April 2013

April 2nd, 2013 by Matthew de Lange

Why business ethics is top of the L&D agenda... 



One of the most powerful learning experiences I have ever witnessed occurred a few years back when I was facilitating a seminar for internal auditors on business ethics.

We'd played out a scene and a very experienced auditor was remonstrating with the character and sticking to his view of what the character should do in that situation. Then there was a pause, a silence, and in front of 30 of his colleagues the auditor said “ I'm wrong aren't I”.
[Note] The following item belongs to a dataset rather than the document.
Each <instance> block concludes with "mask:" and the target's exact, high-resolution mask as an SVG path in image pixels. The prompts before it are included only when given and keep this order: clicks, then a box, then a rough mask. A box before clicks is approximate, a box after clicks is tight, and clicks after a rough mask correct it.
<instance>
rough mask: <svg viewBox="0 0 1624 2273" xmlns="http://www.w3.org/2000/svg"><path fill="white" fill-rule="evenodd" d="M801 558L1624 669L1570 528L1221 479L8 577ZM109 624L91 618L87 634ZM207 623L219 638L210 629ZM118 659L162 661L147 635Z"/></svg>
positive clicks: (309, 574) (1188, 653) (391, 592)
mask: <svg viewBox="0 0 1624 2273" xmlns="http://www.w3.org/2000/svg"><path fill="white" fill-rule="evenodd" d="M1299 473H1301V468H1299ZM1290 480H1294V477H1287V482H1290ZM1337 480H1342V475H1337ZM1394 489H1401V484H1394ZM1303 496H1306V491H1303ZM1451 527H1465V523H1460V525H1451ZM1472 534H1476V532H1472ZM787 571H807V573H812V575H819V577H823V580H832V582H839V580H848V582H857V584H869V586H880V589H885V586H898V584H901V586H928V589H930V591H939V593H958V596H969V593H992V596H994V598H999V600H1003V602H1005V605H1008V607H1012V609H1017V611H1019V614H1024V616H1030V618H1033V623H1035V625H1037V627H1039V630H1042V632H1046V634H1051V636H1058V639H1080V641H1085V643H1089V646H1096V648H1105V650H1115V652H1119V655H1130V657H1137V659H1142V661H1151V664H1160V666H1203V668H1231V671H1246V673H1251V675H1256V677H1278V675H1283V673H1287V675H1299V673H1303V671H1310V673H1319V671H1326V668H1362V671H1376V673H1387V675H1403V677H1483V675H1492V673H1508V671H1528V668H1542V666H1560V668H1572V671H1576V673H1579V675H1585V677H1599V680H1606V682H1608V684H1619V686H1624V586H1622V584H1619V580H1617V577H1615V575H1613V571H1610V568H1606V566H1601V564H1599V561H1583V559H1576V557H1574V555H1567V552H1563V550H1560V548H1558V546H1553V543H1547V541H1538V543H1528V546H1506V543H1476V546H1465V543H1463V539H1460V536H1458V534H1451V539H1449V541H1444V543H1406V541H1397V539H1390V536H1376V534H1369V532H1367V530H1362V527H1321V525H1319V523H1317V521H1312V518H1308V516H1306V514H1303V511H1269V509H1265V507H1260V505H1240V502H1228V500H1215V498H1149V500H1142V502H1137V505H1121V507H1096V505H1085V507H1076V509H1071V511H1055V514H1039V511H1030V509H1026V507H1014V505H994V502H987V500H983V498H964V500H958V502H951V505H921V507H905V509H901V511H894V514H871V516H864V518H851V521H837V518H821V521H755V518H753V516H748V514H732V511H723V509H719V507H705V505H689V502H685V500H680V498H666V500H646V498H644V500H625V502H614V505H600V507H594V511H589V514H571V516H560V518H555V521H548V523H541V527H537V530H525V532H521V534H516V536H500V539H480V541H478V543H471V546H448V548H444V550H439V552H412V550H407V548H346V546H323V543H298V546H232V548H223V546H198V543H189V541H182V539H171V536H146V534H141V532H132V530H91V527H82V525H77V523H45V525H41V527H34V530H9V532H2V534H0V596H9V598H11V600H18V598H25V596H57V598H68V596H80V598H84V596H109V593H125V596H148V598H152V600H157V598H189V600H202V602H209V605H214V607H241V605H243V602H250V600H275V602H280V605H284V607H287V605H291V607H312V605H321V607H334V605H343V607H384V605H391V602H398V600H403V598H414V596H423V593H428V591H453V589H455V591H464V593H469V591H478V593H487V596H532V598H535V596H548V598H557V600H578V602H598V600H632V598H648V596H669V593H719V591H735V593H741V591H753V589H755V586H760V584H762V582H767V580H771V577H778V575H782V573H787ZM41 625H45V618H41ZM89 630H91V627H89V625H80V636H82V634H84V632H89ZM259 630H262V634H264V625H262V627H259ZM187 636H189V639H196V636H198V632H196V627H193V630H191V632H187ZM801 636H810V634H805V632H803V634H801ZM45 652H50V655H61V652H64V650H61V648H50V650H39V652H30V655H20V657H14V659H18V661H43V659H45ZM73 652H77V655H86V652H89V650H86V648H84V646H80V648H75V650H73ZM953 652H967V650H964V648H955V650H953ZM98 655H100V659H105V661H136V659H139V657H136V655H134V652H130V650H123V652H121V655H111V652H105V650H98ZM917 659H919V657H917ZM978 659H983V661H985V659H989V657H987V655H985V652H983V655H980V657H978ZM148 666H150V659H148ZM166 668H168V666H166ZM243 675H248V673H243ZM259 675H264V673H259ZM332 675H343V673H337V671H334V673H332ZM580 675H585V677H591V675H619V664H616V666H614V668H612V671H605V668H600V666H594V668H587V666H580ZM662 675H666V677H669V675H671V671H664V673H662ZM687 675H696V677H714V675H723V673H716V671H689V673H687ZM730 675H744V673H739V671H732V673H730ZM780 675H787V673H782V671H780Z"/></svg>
Business ethics is currently one of the hottest topics around in learning and development. Whether it is politicians’ expenses, bankers mis-selling, horsemeat in the food chain or almost unbelievable neglect in the NHS, ethics has forced itself to the top of the social and business agenda

There are three main things to understand about business ethics: 

  • Ethical issues are everywhere in your business. This is not just about major contracts and board decisions. Everyone in your organisation makes daily ethical decisions- whether it's about office stationery, charging expenses, cutting corners, entertaining etc. Each nurse, politician, food processor or banker may have individually only committed a small unethical action but the collective impact became catastrophic. And even where it doesn’t it can create a toxic culture which lowers morale, raises staff absence and leaving rates and eats into your profit margins. Few organisations can feel comfortable that it’s not an issue for them. In a survey for European Business Forum 35% of employees believe that they are asked to perform duties at work that conflict with their own sense of fairness or ethics. 
  • The ethical culture flows from the top. People take their cue from above them as to “what is acceptable around here”. And it's not what leaders say – it's what they do; it's what they focus on and spend time on. We've heard with great interest what Barclays CEO Anthony Jenkins has said about ethics – what matters more is what actions follow. In fact if leaders say one thing with their words but another with their actions it’s probably worse than if they said nothing. That same survey found 42% of employees believe that speaking up on issues where they disagree with their superiors is likely to damage their career prospects. 
  • The most important key to fostering an ethical culture is to ensure that people are able and encouraged to talk about any dilemmas that arise. Of the fifth of British employees who have been aware of misconduct in their organisation in the last year, only half of these (51%) say they have reported it. (Institute of Business Ethics survey 2012). But it’s not just about reporting it. It’s about being able to talk about it, to ask advice, to explore options. If it’s not okay to question it then it’s not okay.

And that's where the drama comes in. By playing out in a safe environment everyday ethical dilemmas the participants are given permission to explore and to challenge. It’s suddenly okay to raise issues and more than that - through the use of forum drama - the participants can acquire a vocabulary for raising issues and questioning decisions without being confrontational or fearing for their jobs.

Most people in organisations are pretty certain that they know what's acceptable around here and there also pretty certain that you don't get on by rocking the boat. The business leaders themselves have to demonstrate that the latter is not true, but nothing, absolutely nothing, works as powerfully as drama based learning to help people air their concerns, challenge the status quo and, in many cases, like the auditor, recognise that they themselves may have it wrong. 
 
Matthew de Lange is non-executive chair of Steps. He has run business ethics workshops for large and small businesses, for professional institutions and schools. He has lectured on the subject as Visiting Professor at Bristol Business School.